REPUBLIKA.CO.ID, BELITUNG TIMUR -- Jumlah pasien suspect Demam Berdarah Dengue (DBD) di Kabupaten Belitung Timur (Beltim) terus mengalami peningkatan setiap bulannya. Data rekam medik dari Rumah Sakit Umum Daerah (RSUD) mencatat, Februari 2016 hingga Jumat (5/2) ini setidaknya sudah 11 orang dirawat. Jumlah ini diperkirakan akan meningkat mengingat sebagian daerah di Kabupaten Beltim baru memasuki awal musim hujan.
Dalam tiga bulan belakangan ini saja, tercatat ada 84 orang pasien yang dirawat di RSUD Beltim dengan lima orang di antaranya positif menderita DBD. Mayoritas pasien merupakan anak-anak yang berasal dari Kecamatan Manggar, Gantung, dan Kelapa Kampit.

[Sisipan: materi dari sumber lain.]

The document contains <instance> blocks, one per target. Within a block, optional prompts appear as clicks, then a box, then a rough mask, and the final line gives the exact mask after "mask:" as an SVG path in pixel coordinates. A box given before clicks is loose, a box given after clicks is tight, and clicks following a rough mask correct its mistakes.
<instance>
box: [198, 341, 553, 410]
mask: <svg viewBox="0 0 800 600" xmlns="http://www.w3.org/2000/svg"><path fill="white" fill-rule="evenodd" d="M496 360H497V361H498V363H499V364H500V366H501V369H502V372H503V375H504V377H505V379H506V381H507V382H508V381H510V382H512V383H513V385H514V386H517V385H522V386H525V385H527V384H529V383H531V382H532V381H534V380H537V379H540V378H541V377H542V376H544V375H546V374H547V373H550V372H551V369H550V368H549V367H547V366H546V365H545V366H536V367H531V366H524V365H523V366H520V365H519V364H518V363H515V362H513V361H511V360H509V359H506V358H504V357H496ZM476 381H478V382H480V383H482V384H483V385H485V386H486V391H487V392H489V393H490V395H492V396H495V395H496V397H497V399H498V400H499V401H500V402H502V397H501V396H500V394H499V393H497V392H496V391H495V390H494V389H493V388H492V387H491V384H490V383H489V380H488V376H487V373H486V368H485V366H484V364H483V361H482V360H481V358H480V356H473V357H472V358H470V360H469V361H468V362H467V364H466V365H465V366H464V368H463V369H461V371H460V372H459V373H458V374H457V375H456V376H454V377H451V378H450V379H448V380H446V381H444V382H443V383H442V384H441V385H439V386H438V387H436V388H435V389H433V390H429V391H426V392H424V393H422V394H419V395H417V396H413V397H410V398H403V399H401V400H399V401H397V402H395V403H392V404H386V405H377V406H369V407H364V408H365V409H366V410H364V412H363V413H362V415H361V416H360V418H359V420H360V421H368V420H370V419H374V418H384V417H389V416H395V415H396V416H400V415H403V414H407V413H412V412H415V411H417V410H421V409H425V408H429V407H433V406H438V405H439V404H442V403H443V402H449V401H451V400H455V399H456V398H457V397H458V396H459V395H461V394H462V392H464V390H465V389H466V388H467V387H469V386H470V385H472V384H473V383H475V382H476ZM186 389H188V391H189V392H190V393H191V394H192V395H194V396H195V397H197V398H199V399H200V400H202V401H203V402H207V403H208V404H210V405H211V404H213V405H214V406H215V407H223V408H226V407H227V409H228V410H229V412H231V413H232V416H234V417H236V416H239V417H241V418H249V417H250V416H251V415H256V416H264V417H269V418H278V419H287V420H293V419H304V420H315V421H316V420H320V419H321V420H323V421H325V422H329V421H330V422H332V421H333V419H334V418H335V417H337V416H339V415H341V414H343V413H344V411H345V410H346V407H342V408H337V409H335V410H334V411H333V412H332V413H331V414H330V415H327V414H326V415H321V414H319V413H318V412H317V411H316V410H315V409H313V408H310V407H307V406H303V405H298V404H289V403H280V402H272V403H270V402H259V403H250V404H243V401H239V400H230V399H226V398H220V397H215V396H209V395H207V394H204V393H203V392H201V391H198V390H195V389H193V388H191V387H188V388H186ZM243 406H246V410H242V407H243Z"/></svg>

Ayah pasien suspect DBD Heriyanto (9), Hardiyanto (33) saat ditemui Humas Beltim di Ruang Inap Anak RSUD Beltim, Jumat (5/2), menuturkan jika di Desa Mayang Kecamatan Kelapa Kampit sudah banyak warga yang terkena DBD. “Anakku sudah tiga malam pak dirawat, mudah-mudahan hari ini sudah boleh pulang. Kemarin sepupu dia juga kena (terjangkit-red), di rawat di RSUD juga. Di kampung kami sudah ramai yang terkena termasuk kawan-kawan sekolahnye," ungkap Hardiyanto.
Pria yang berkerja sebagai buruh harian ini berharap pemerintah melalui dinas terkait akan dapat melakukan kegiatan pencegahan seperti melakukan pengasapan (fogging) ataupun pemberian bubuk pembunuh jentik. “Tempat kami belum difogging. Kami juga belum dapat pemberian abate untuk bunuh jentik. Setahu saya, kami belum pernah menerima abate,” ujar Hardiyanto.
Kepala Bidang Pengendalian Penyakit dan Penyehatan Lingkungan (P3L) Dinas Kesehatan (Dinkes) Kabupaten Beltim, Muhammad Ikhsan mengatakan meski kasus DBD sudah cukup tinggi di Kabupaten Beltim namun Dinkes belum bisa menetapkan Kejadian Luar Biasa (KLB). Meski begitu ia menekankan pihaknya tak mau kecolongan dan terus melakukan Pengamatan Epidemiologi (PE) serta tindakan pemberantasan.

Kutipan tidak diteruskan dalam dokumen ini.